"Blossom, Blossom! Did I hear aright, young lady?" asked Judge Tuttle. "Is your name Blossom?"

"Yes, sir," said Josie, respectfully, but wishing in her heart the old gentleman would not insist on that absurd name, "Sally Blossom!"

"Ah, and from what part of the country do you come?"

"Washington," answered Josie, thankful that at one time she had lived there—was living there in fact when her father, Detective O'Gorman, died. "I have been in Dorfield lately, though, on business."

"My grandmother's maiden name was Blossom," continued the judge, "and strange to say, it was also Sally, or Sarah by the time she got to be my grandmother. But she was a Virginian, a Virginian of tide-water fame. What Blossom are you?"

"Just Blossom, sir; a blooming Blossom! My father was English," she said in desperation. "At least I think he was. He died before he was born—I mean I was born."

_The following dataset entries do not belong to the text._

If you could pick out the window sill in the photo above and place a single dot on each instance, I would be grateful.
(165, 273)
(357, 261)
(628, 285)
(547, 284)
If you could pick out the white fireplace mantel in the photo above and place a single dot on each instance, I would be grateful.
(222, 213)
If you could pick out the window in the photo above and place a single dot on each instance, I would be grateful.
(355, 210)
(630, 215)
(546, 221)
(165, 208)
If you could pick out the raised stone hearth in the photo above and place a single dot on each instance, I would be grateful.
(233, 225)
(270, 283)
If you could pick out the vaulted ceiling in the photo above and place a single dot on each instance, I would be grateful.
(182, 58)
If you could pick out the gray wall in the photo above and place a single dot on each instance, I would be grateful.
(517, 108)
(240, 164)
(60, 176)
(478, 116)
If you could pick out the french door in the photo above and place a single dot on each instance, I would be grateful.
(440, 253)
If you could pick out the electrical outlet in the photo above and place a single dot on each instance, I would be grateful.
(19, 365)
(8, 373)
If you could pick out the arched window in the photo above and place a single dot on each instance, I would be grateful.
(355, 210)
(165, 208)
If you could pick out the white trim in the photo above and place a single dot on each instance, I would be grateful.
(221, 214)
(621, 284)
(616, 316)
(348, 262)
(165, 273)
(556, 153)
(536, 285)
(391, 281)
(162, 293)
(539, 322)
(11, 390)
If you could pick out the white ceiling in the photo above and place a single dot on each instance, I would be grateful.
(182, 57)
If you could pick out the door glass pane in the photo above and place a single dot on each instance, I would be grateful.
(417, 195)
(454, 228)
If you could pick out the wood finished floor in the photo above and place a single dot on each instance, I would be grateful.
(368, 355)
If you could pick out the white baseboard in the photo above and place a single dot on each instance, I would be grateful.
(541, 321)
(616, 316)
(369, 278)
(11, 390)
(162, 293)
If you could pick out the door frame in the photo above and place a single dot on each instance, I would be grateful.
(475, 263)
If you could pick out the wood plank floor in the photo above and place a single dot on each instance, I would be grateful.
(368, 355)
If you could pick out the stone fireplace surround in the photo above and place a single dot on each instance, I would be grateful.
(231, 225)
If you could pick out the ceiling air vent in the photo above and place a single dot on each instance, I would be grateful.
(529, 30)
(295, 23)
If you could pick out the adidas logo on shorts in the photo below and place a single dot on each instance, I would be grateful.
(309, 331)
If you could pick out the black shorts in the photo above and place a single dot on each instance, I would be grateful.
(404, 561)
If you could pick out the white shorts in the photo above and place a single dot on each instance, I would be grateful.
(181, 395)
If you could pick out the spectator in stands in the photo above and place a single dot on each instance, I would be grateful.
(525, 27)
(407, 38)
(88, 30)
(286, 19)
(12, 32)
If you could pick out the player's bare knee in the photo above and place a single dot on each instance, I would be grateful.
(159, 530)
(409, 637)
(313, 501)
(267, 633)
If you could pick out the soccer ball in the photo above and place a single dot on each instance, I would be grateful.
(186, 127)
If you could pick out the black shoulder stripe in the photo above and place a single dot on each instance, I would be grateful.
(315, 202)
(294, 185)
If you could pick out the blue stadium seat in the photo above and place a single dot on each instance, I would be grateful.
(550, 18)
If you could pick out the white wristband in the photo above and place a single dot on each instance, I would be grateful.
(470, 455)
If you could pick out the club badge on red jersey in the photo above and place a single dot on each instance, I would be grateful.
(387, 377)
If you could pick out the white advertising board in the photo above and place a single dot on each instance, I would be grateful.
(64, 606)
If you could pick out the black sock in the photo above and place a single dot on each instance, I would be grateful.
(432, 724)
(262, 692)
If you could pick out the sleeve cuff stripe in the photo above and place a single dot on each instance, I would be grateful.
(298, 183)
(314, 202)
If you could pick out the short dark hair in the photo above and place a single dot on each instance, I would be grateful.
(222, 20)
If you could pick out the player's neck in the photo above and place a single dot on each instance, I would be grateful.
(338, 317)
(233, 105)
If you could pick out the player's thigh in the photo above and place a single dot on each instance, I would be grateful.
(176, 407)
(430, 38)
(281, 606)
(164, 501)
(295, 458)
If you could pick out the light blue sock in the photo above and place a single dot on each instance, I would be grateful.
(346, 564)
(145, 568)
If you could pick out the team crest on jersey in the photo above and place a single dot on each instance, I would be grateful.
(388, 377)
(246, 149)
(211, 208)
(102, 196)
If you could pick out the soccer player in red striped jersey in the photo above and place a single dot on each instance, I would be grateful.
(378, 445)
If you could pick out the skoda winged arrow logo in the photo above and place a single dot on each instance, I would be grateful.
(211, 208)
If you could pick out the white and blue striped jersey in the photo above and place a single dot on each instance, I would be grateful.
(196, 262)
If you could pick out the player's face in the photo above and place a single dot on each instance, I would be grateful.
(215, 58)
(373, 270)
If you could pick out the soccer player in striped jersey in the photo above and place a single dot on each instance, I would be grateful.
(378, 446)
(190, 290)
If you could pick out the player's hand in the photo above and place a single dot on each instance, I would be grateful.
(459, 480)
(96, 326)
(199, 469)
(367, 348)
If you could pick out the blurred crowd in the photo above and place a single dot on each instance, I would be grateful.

"Ah, very sad!" ventured the Judge and Miss Hite-Smith thought so too. Josie, for her part, thought he was much better dead—that fictitious Blossom. This questioning was more than she had bargained for. People usually let her do the questioning. She rather fancied it was the bobbed wig and the artificial complexion that made persons like the judge notice her.

"That is a beautiful old house on the corner near here," she ventured.

"You mean the Haskins?" spoke up Miss Denton. "Yes, it is very handsome, no doubt, but too ornate and pie-crusty for my—taste." Then a discussion ensued concerning architecture, old and new.

"I mean the house going East from this place," put in Josie, not at all interested in the Haskins house. "The old home with the ivy and the box-bushes in the yard."